Incident Report for Phrase

Postmortem

Root Cause Analysis

October 10, 2025

Introduction

We would like to share more details about the events that occurred with Phrase Orchestrator (EU & US) between 10:05 AM CEST and 01:00 PM CEST on October 10, 2025 which led to delayed workflow executions for non-scheduled workflows and what Phrase engineers are doing to prevent these issues from reoccurring.

Timeline

10:05 AM CEST: Our logging system showed repeated errors after introducing a change to Orchestrator’s system dependencies.

11:54 AM CEST: Through our monitoring system, Orchestrator engineers observed that workflows were not being processed by the Orchestrator workflow engine component. They began investigating and quickly identified the root cause - a recent system dependency change.

12:09 PM CEST: Our engineers prepared a rollback of the problematic change.

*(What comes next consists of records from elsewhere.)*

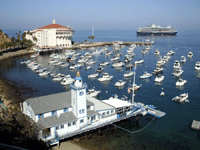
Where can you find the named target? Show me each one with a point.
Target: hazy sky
(102, 14)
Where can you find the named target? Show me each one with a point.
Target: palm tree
(34, 39)
(13, 40)
(91, 37)
(30, 44)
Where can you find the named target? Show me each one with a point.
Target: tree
(13, 40)
(91, 37)
(22, 130)
(30, 44)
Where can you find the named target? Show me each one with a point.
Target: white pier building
(70, 113)
(52, 35)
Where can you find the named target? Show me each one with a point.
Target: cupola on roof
(53, 25)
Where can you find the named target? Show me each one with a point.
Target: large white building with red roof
(52, 35)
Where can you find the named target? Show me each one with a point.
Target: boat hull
(156, 34)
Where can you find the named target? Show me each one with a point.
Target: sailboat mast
(92, 31)
(133, 84)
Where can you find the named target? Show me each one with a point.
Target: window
(74, 123)
(73, 101)
(65, 109)
(54, 112)
(40, 115)
(62, 126)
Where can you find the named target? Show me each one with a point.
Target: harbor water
(169, 132)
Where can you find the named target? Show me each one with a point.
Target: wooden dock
(90, 45)
(195, 125)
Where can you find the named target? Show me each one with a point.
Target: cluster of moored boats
(75, 60)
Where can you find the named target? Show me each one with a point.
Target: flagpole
(133, 84)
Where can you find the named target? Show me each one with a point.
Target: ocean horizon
(172, 131)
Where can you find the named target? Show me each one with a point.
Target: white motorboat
(96, 52)
(90, 62)
(57, 63)
(183, 59)
(35, 55)
(178, 72)
(57, 78)
(197, 65)
(157, 52)
(108, 53)
(115, 58)
(105, 77)
(76, 54)
(146, 75)
(136, 87)
(45, 73)
(104, 63)
(129, 74)
(160, 63)
(88, 67)
(158, 71)
(170, 53)
(129, 66)
(181, 82)
(159, 78)
(162, 94)
(118, 64)
(26, 62)
(127, 59)
(144, 51)
(190, 54)
(93, 92)
(139, 61)
(130, 54)
(95, 75)
(67, 80)
(69, 52)
(166, 58)
(120, 83)
(73, 66)
(182, 98)
(100, 69)
(82, 60)
(176, 64)
(64, 64)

01:00 PM CEST: The rollback was successful. The workflow engine component began processing queued workflows again.

03:15 PM CEST: Orchestrator engineers confirmed the queue had cleared.

Root Cause

There was an update to a dependency which checks if the Workflow Engine component is under undue load. Due to a change in behavior of this dependency, the Workflow Builder component was unable to receive accurate load data from the Workflow Engine component. A, as a consequence, Orchestrator’s fail-safe mechanism activated to prevent data loss, causing no further workflows to execute in the workflow engine.

Actions to Prevent Recurrence

To prevent similar incidents in the future will improve our alerting around error logs. Additionally, we have identified further improvements for our alerting system that will notify us earlier in case of workflows not being processed. We will also speed up the process of rolling back releases in order to revert changes faster.

Posted Oct 14, 2025 - 13:57 CEST

Resolved

This incident has been resolved.
Posted Oct 10, 2025 - 15:34 CEST

Monitoring

Recovery is in progress across both EU and US regions, and the queues are currently being processed.
Customers might still experience delayed workflow executions while the backlog is cleared. We are closely monitoring the situation to ensure full stability.
Posted Oct 10, 2025 - 13:21 CEST

Investigating

Phrase Orchestrator (EU & US) has been experiencing degraded performance. The engineering team is investigating the issue. We apologize for any inconvenience caused.
Posted Oct 10, 2025 - 12:52 CEST
This incident affected: Phrase Orchestrator (EU) (Legacy Workflow Engine) and Phrase Orchestrator (US) (Legacy Workflow Engine).